PRINCETON: Charter School seeks recusals from three planning board members

Princeton Charter School

By Philip Sean Curran, Staff Writer
The Princeton Charter School wants two Princeton council members and a school board member who sit on the town planning board to recuse themselves from an application that PCS has to install temporary classroom trailers.
The request, made by the school’s lawyer to Planning Board attorney Allen D. Porter, was directed at Councilman Tim Quinn, Council President Jenny Crumiller and board of education member Fern Spruill, in seeking to have them step aside.
“We have asked that that take place,” said PCS board president Paul Josephson by phone Tuesday.
The school’s rationale is based on steps that the three of them have taken against PCS. In January, Quinn and Crumiller voted for a council resolution urging the Christie administration to deny a request by the Charter School to add 76 more students. Spruill, meanwhile, is on a school board that is fighting the Charter School in court to overturn that approval, which the state’s top education official granted in February.
“And it would be just inappropriate for anybody to sit in judgment under those circumstances,” Josephson said.
The request comes with the Charter School scheduled to go before the Planning Board July 26 for a hearing on the trailers.
For his part, Porter said Tuesday that the school’s lawyer had raised the recusal issue with him and that it would be addressed at the meeting in two weeks. Ultimately, it will be up to the three members to decide if they step aside.
Reached in Pennsylvania, Quinn said Tuesday that he would follow what his lawyer tells him.
“If Allen sees a conflict or a potential conflict then I would abide by his advice,” Quinn said.
For her part, Crumiller said Monday that if the school asks her to recuse, “I will.”

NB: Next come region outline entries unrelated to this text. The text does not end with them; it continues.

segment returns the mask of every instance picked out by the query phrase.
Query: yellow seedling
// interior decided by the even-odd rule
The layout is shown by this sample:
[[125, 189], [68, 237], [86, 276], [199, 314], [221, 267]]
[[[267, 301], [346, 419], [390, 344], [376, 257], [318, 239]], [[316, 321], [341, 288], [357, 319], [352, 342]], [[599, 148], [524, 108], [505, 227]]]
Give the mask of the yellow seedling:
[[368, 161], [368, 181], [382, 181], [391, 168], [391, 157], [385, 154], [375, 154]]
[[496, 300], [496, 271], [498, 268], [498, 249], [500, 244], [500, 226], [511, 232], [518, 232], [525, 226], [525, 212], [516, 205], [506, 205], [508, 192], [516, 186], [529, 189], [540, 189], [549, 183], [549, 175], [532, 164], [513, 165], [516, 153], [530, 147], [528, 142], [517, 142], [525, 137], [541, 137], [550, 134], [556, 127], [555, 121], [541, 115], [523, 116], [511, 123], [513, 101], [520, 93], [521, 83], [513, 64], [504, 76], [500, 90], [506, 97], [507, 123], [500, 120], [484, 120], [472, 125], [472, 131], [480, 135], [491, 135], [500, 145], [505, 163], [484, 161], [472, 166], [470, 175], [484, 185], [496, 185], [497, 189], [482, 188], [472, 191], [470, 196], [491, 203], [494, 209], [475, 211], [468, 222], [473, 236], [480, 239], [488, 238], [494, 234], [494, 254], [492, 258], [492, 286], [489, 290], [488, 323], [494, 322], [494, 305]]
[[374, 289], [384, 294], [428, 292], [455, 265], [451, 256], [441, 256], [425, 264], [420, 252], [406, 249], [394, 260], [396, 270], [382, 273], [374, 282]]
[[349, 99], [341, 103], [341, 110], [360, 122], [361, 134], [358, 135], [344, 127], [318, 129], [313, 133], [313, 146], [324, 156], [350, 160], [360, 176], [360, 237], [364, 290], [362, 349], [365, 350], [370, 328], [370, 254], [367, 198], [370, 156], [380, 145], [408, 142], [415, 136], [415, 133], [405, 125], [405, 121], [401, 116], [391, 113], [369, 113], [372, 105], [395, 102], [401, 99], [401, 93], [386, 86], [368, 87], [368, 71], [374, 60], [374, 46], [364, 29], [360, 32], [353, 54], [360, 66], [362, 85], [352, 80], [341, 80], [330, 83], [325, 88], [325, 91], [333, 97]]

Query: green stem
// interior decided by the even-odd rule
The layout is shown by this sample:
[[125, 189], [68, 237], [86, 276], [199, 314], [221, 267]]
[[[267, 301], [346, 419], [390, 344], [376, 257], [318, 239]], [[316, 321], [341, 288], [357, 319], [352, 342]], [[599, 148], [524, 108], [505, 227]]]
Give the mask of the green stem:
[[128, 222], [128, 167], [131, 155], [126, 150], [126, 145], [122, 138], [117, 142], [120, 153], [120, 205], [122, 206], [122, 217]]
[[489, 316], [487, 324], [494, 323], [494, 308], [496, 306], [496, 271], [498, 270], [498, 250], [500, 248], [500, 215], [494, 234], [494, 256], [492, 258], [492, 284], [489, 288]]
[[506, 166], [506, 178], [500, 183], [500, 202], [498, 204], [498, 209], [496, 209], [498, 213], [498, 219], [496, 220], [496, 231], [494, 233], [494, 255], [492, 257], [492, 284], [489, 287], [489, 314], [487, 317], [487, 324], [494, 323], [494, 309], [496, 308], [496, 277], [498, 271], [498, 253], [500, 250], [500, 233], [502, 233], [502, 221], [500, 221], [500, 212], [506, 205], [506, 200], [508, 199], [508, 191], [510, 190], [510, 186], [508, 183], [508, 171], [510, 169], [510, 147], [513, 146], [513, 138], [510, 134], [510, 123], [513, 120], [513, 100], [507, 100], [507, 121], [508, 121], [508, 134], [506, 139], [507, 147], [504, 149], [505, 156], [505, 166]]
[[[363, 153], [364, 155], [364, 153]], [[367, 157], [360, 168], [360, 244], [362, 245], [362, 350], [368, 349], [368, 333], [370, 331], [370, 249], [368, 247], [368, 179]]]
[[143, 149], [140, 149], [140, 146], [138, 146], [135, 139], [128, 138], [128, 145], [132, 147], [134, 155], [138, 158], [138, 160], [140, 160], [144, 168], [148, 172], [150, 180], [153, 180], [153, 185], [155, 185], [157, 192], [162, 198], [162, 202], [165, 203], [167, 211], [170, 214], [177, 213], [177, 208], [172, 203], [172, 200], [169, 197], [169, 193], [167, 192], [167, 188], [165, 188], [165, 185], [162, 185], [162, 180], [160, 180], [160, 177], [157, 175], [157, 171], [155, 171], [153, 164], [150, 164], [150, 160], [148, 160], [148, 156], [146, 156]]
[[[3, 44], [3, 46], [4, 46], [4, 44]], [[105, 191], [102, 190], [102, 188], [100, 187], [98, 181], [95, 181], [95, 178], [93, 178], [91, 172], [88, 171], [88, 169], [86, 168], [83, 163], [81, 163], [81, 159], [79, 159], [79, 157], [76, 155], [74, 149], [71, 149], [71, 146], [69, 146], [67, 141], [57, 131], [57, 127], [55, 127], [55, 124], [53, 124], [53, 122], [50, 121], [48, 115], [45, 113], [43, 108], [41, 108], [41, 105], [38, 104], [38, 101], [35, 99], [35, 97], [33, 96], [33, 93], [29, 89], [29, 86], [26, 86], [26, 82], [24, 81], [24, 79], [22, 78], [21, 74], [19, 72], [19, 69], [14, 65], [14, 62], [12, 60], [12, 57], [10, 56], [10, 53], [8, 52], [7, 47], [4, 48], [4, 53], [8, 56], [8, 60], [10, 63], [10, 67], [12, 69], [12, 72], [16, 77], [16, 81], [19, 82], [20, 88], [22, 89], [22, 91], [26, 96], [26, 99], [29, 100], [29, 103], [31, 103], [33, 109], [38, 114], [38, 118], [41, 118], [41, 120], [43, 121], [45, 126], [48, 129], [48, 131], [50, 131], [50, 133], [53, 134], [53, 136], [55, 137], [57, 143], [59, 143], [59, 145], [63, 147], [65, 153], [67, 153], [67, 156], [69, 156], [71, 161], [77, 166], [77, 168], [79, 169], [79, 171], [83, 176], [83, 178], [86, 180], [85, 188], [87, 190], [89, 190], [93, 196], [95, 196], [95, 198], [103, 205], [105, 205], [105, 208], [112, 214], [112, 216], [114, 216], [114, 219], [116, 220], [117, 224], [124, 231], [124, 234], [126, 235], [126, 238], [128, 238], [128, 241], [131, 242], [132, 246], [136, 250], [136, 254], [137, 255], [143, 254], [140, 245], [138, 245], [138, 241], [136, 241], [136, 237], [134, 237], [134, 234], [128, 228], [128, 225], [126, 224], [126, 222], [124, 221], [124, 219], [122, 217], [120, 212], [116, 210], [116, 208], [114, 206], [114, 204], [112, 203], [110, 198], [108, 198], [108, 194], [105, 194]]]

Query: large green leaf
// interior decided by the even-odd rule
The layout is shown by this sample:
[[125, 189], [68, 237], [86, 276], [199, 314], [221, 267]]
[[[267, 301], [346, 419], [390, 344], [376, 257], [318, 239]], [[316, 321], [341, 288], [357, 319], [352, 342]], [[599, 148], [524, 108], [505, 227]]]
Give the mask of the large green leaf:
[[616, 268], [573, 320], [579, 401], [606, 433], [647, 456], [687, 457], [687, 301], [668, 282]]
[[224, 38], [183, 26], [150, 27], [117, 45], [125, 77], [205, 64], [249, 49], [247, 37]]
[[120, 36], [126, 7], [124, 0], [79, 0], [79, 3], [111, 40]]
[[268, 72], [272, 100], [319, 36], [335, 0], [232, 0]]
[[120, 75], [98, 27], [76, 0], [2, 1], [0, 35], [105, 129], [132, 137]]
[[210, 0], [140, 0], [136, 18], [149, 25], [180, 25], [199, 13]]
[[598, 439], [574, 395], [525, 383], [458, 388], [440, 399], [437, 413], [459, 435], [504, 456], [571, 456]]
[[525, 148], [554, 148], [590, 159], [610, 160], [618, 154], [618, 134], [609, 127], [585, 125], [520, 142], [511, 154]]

Spruill could not be reached for comment.
“I think people always get a fair shake with the planning board,” said Mayor Liz Lempert, who appoints the board members, when asked Monday about the issue. “I think everybody who serves on that board takes their responsibilities really seriously and understands that it’s not a policy-making board when they’re hearing applications like that.”
But asked if he would go ahead with the hearing should the three of them refuse to step aside, Josephson said: “Time doesn’t permit us the luxury. We will proceed with the hearing, and we’ll see what happens if they don’t recuse themselves.”
He raised the prospect of having to litigate the matter.
“It’s dangerous to predict where this is going to go,” Josephson said, “but it’s fair to say that if the planning board acts in a way that will prevent us from putting these trailers up in time for school to open, we are going to have to look at our judicial options.”
The Charter School needs the trailers for September, when 54 new students enter. To accommodate them, the school intends to move two sections of fourth-graders into temporary trailers located at the top of the campus, according to documents the school filed with the municipal planning office in June.
More long term, PCS is considering constructing a new building, adding on to existing buildings or some combination of the two.
The expansion is being done to create space for a student population that will swell to 424 students by September 2018 and for space for special education programs, Josephson said. More concrete details are due out later this year.
“We hope to release a plan at some point in the fall,” he said. “Our architects are in the process of looking it over and working on how we can best and most economically accommodate these kids.”
Any project would be financed through a bank loan, with construction eyed for 2018, he said.
The planning board will not be helped at the July meeting by town planning director Lee O. Solow, who said this week that he was recusing himself from the Charter School school case. He offered no reason for his decision.